Application of data mining to grading indian industries on the basis of financial ratios
- Data mining, Financial Ratios, Factor Analysis, k-means Clustering and Multivariate Discriminant Analysis.
An attempt is made to introduce a new method of rating the top ranking industriess on the basis of certain financial ratios. It is well known that the financial ratios are being used as a yardstick by researchers for many purposes. About 500 industries from public and private sectors were considered for each year from 2007 to 2012, which were ranked according to their net sales. Twenty financial ratios were carefully chosen out of numerous ratios that could give different notion of the objectives and have significant meaning in the literature. The unique feature of this study is the application of factor, k-mean clustering and discriminant analyses as data mining tools to exploit the hidden structure present in the data for each of the study periods.

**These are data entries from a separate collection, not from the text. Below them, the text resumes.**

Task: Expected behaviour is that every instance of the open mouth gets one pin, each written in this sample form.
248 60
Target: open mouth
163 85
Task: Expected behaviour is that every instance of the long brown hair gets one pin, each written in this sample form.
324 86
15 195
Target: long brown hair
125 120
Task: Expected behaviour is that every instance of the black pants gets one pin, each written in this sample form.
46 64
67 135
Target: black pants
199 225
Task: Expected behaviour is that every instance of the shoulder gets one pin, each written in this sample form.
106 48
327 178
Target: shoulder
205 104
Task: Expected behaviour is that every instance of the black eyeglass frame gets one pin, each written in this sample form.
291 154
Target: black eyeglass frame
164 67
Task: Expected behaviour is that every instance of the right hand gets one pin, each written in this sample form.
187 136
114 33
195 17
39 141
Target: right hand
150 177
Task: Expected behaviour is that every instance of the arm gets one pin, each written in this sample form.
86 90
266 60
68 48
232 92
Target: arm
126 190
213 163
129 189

Initially, factor analysis is used to uncover the patterns underlying financial ratios. The scores from extracted factors were used to find initial groups by k-mean clustering algorithm. A few outlier
industries, which could not be classified to any of the larger groups, were discarded as some of the ratios possessed higher values. The clusters thus obtained formed the basis for the further analyses as they inherited the structural patterns found by the factor analysis. The cluster analysis was followed by iterative discriminant procedure with original ratios until cent percent classification was achieved. Finally, the groups were identified as industries belonging to Grade A, Grade B and Grade C in that order, which exhibit the behavior of High performance, Moderate performance and Low performance. From the present study it was observed that a little over 90% of the total variations of the data were explained by the first five factors for each year. These five factors revealed the underlying structural patterns among the twenty ratios that were initially considered in the analysis. Also only three clusters could be meaningfully formed for each of the
periods. It is also interesting to note that the clusters could be arranged by magnitude of their mean vectors on selected ratios, thus permitting the groups to be identified on the basis of their performance.